SLEは慢性疾患であり.患者さんは楽観的な考えを持ち.正しい治療を行う必要があります。 規則正しい日常生活を送り.仕事と休養の組み合わせに注意するようにしましょう。 治療計画の定期的な見直しとタイムリーな調整。 感染症.日光浴.紫外線照射.労作.妊娠.精神的刺激.無理な投薬など.ループス悪化の引き金となる要因を避け.長期寛解に努めます。

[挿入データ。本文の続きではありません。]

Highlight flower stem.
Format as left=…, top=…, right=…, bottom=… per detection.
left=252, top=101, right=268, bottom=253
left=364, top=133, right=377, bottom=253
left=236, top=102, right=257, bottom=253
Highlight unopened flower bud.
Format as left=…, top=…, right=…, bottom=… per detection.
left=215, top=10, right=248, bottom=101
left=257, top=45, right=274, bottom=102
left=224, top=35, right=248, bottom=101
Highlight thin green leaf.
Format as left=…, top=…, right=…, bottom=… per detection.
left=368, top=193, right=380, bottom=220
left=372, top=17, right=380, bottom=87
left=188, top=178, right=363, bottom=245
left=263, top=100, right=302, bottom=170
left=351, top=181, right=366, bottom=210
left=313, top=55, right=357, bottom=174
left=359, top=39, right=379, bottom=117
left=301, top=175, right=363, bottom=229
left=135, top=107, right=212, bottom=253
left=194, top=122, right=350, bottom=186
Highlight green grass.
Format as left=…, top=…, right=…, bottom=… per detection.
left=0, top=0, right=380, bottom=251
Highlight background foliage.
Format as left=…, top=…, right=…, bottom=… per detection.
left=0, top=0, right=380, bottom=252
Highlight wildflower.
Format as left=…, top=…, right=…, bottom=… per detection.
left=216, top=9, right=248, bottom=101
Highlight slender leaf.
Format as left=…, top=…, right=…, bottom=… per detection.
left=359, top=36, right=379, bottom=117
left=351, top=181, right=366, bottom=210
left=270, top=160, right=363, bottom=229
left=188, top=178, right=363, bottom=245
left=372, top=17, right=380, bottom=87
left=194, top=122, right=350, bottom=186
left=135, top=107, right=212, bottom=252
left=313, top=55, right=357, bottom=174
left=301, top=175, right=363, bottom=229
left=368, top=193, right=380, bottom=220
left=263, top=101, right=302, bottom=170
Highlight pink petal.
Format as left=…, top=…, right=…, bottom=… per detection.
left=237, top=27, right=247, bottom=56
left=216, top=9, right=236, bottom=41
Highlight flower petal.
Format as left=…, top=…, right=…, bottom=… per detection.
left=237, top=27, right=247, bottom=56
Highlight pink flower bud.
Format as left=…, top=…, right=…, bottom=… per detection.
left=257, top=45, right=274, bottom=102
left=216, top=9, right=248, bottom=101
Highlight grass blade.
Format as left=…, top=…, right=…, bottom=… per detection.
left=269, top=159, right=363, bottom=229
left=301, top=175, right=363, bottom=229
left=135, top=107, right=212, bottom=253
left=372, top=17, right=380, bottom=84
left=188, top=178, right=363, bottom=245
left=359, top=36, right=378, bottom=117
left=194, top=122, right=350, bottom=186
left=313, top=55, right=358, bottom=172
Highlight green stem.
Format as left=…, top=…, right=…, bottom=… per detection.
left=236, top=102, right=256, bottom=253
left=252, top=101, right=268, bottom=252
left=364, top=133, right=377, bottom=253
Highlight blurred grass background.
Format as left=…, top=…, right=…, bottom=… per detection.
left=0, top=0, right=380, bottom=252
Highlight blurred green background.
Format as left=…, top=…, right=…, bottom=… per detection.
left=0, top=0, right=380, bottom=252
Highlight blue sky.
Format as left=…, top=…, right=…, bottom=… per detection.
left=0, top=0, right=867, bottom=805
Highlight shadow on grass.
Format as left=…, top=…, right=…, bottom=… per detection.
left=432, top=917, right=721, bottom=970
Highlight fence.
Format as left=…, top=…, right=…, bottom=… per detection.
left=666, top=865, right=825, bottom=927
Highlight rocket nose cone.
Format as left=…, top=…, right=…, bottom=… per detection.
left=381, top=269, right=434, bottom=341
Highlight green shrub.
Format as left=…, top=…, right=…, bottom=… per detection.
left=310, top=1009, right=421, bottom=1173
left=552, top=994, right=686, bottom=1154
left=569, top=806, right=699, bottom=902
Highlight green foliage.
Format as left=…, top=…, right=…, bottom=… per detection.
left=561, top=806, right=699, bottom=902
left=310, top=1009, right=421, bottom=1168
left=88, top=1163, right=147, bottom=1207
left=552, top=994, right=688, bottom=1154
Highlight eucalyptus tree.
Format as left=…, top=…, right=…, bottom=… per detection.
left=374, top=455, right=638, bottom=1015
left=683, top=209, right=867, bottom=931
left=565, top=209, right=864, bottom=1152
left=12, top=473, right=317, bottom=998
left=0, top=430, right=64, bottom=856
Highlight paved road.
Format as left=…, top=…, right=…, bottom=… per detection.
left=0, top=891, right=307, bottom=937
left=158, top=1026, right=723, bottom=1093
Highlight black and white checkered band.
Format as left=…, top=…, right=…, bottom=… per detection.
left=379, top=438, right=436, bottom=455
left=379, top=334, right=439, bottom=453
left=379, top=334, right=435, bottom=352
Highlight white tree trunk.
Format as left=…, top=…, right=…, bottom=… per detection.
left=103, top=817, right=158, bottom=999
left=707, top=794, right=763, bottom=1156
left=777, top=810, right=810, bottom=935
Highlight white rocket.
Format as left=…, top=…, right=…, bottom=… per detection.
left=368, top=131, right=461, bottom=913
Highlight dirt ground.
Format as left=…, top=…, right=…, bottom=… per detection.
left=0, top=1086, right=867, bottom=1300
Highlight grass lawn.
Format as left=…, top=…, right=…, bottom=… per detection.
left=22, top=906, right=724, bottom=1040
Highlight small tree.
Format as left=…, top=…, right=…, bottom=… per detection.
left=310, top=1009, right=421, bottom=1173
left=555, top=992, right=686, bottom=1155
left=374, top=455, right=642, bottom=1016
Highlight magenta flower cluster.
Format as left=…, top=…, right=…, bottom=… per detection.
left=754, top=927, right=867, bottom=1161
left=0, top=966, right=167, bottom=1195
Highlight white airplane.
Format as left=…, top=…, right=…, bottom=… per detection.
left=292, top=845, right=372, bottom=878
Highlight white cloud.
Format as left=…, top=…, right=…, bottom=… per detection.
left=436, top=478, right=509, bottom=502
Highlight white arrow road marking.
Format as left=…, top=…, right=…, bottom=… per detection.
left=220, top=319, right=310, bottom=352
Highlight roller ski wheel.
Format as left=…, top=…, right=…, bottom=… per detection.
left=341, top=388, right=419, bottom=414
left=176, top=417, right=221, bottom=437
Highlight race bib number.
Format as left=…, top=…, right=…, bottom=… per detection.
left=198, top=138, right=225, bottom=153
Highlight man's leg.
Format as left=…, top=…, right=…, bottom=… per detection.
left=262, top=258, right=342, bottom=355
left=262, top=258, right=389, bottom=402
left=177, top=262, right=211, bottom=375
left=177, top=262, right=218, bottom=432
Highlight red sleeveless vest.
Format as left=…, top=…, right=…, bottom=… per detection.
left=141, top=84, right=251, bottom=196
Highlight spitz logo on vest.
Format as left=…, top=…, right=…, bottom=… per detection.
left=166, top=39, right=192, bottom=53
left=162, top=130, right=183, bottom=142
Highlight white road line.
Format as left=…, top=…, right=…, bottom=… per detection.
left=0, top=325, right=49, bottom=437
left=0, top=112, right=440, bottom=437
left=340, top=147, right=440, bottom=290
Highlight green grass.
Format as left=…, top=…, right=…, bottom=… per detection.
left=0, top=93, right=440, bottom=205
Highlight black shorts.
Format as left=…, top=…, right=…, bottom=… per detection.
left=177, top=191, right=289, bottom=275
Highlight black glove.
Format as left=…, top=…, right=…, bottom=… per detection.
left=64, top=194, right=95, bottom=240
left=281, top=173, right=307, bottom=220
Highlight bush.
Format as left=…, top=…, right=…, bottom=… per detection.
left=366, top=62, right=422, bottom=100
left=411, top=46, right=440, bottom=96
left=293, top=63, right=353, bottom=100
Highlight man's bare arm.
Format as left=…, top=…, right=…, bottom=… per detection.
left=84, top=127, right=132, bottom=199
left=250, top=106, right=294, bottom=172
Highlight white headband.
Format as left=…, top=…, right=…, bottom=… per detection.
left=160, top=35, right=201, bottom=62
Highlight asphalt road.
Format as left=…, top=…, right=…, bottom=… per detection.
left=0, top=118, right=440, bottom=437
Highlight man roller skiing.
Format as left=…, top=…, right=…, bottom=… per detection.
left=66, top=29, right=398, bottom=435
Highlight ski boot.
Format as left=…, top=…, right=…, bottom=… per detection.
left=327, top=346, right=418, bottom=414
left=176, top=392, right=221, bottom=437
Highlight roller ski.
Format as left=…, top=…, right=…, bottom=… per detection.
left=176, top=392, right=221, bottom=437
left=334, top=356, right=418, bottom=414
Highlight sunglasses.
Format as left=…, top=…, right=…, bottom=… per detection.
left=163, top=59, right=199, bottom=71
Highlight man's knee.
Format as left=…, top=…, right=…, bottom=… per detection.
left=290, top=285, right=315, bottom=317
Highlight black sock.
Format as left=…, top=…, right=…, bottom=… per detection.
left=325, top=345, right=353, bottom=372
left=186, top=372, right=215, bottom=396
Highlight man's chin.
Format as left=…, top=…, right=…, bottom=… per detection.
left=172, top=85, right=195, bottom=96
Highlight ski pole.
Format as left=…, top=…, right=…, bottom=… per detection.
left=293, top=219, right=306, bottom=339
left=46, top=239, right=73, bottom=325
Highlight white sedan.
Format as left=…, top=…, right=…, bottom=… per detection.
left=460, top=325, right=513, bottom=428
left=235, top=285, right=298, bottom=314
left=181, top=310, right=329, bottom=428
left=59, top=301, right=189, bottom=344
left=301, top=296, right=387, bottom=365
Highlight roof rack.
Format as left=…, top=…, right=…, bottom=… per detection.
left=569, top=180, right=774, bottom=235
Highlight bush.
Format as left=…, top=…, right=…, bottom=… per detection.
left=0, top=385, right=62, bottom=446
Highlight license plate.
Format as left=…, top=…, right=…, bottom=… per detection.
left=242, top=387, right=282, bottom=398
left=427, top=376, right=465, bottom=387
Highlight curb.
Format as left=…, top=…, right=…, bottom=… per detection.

SLEの患者さんは.食事を「避ける」必要があるのでしょうか?
SLEの患者さんは.一般的に「食事を控える」必要はありません。 ただし.ホルモン剤の大量投与中は.高血圧.糖尿病.高脂血症などの合併症の可能性を減らすために.塩分.糖分.脂肪分の多い食事を避け.軽食をとるように心がける必要があります。 腎不全がある場合は.タンパク質の摂取を適切に制限し.高品質のタンパク質食品を使用し.必須アミノ酸を補充する必要があります。
SLEの予後にはどのような要因があるのでしょうか?
SLEの病態解明と治療法の増加に伴い.SLE患者さんの予後は著しく改善し.5年生存率は90%を超えています。 一般的な死因は.感染症.腎不全.心疾患.中枢神経系への侵襲などです。 予後に影響を与える要因としては.腎臓病変の種類.中枢神経系障害の有無.高血圧の有無.免疫抑制剤の早期投与・後期投与.患者の性別.年齢.民族性.気分.教育レベルなどが挙げられます。 もちろん.早期診断・早期治療.定期的な治療が予後を左右する最も重要な要素です。